Não sei se vocês lembram mas houve um tempo em que o juiz entrava em campo carregando apenas o apito. Depois vieram os cartões, e com eles uma caneta para que o tal não acabasse traído pela memória. Naqueles tempos eles eram chamados de juiz e fim de papo, essa coisa correta de chamá-los de árbitro veio depois. Vestiam-se todos de preto, os trajes amarelos também estavam guardados em algum ponto futuro. Não eram infalíveis, mas não medravam.

Mesmo nas situações mais vexaminosas tinham que decidir no ato, sem titubear, tinham que ser homens, mesmo que o destino tivesse lhes reservado o infortúnio de mandar a bola para dentro do gol com a própria canela. Dirão os puristas: trata-se de um caso previsto na regra. Tudo bem! Mas vá lá assumir a bronca numa hora dessas.

Hoje está tudo mudado, carregam com eles pra dentro de campo uma parafernália sem tamanho. Spray, comunicadores. Exibem até patrocínios na outrora negra vestimenta. Ganharam mais dois auxiliares, um ao lado de cada baliza, e mesmo assim parecem cada vez mais perdidos. Muita facilidade amolece o espírito, ouvi certa vez.

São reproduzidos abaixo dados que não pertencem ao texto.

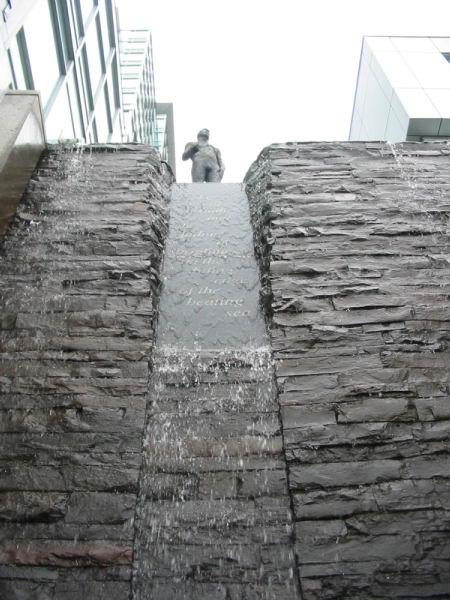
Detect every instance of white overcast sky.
[116,0,450,182]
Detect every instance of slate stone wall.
[0,145,169,600]
[246,142,450,600]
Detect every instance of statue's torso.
[193,144,218,167]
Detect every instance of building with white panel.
[349,36,450,142]
[0,0,123,142]
[119,29,158,147]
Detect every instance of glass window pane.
[79,0,94,24]
[95,87,110,142]
[67,71,84,140]
[86,21,103,96]
[9,38,27,90]
[24,0,60,107]
[45,84,75,142]
[99,0,111,63]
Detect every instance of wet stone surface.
[133,184,300,600]
[246,142,450,600]
[0,146,168,600]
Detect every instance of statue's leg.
[191,162,206,183]
[206,167,221,183]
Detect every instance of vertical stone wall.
[0,145,168,600]
[246,143,450,600]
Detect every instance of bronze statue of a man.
[183,129,225,183]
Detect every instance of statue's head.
[197,129,209,142]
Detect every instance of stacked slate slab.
[0,145,169,600]
[246,142,450,600]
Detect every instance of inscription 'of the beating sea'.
[159,184,264,348]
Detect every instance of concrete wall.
[0,146,168,600]
[246,143,450,600]
[0,91,45,239]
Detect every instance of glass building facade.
[156,102,176,176]
[119,29,158,147]
[0,0,123,143]
[349,36,450,142]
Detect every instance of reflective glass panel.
[86,21,103,96]
[95,87,109,142]
[24,0,60,107]
[9,38,27,90]
[99,0,111,63]
[45,84,75,142]
[67,71,84,140]
[79,0,94,24]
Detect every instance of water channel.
[133,184,299,600]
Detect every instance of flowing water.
[133,184,299,600]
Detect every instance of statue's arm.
[216,148,225,173]
[182,142,198,160]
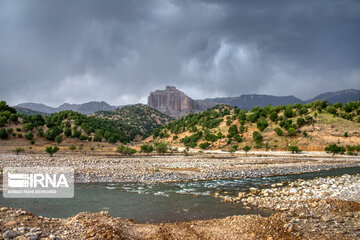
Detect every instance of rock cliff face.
[148,86,201,118]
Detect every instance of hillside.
[0,101,143,145]
[15,101,122,115]
[94,104,174,136]
[146,101,360,151]
[14,106,48,116]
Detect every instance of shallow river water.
[0,167,360,222]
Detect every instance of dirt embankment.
[0,199,360,240]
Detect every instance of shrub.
[155,142,169,154]
[116,144,136,155]
[228,125,238,137]
[274,127,284,136]
[69,145,76,151]
[45,146,59,157]
[12,147,25,155]
[234,134,242,142]
[140,144,154,153]
[296,118,305,127]
[55,135,62,144]
[64,128,72,137]
[25,132,34,140]
[243,145,251,154]
[256,118,269,132]
[253,131,263,145]
[0,128,9,139]
[288,145,301,154]
[288,127,296,136]
[199,142,211,149]
[325,143,345,156]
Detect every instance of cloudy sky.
[0,0,360,106]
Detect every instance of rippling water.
[0,167,360,222]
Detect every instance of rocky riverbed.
[0,154,360,183]
[217,174,360,239]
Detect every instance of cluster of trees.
[153,100,360,152]
[0,101,146,144]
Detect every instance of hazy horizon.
[0,0,360,106]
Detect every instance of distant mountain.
[199,94,303,110]
[306,89,360,103]
[14,106,48,116]
[147,86,205,118]
[148,86,360,118]
[15,101,122,115]
[94,104,174,136]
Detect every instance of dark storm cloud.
[0,0,360,105]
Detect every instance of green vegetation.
[288,145,301,154]
[243,145,251,154]
[325,143,345,156]
[13,147,25,155]
[199,142,211,149]
[45,146,59,157]
[95,104,174,138]
[140,144,154,153]
[154,142,169,154]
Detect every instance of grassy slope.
[144,104,360,151]
[95,104,174,136]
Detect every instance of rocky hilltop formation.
[147,86,203,118]
[15,101,122,115]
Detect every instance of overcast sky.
[0,0,360,106]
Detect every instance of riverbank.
[0,199,360,240]
[0,152,360,183]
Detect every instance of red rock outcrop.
[148,86,201,118]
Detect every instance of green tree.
[13,147,25,155]
[199,142,210,149]
[155,142,168,154]
[55,135,62,145]
[253,131,263,145]
[325,143,345,156]
[140,144,154,153]
[243,145,251,154]
[25,132,34,140]
[0,128,9,139]
[45,146,59,157]
[288,127,296,136]
[274,127,284,136]
[228,125,238,137]
[64,127,72,137]
[288,145,301,154]
[256,118,269,132]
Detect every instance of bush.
[253,131,263,145]
[234,134,242,142]
[288,127,296,136]
[155,142,169,154]
[45,146,59,157]
[199,142,211,149]
[228,125,238,137]
[243,145,251,153]
[116,144,136,155]
[69,145,76,151]
[140,144,154,153]
[256,118,269,132]
[325,143,345,156]
[55,135,62,144]
[288,145,301,154]
[274,127,284,136]
[0,128,9,139]
[296,118,305,127]
[64,128,72,137]
[12,147,25,155]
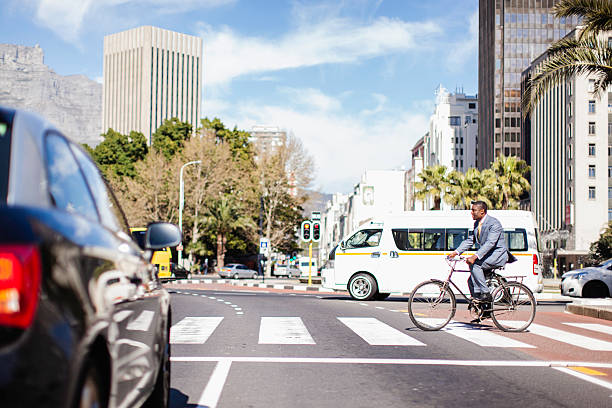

O erro não me assusta, o que me assusta é a nossa pobreza para fugir dele. O que me assusta é ver o árbitro Francisco Carlos do Nascimento no meio do rebuliço sem saber ao certo o que fazer, dando uma bandeira danada de que foi-se o tempo em que cabia a ele decidir. Ligo o rádio do carro e o caso do Beira-Rio está sendo debatido, abro a internet e a manchete do jogo que ficou parado à espera de uma definição me toma o olhar, ligo a televisão e a mesa, subjetivamente redonda, se mostra indignada diante do ocorrido. E lá se vai quase uma semana de discussões sobre o fato.

Tivéssemos dois jogos de primeira pra comentar, teríamos ainda alguma possibilidade de neutralizar essa infecção arbitrária que invadiu o jogo. Mas quem entre nós, ditos modernos, acredita que hoje em dia o juiz - com aquele seu fonezinho descarado colado no ouvido - é quem decide tudo em campo? Imagine um juiz tendo que proferir uma sentença nessas condições, e agora falo de um juiz mesmo! É uma bagunça tamanha que fica difícil dizer o que está certo e o que está errado.

Por exemplo, quando vejo hoje em dia um jogador esticar o braço pra conter a chegada de um adversário fico indignado. Quando me ensinaram a jogar futebol isso era falta e duvido que quem me ensinou, que foi a rua, tenha me ensinado errado. Portanto, não estranhe se dia desses você acordar tomado de saudade de um Romualdo Arpi Filho ou até de um Armando Marques.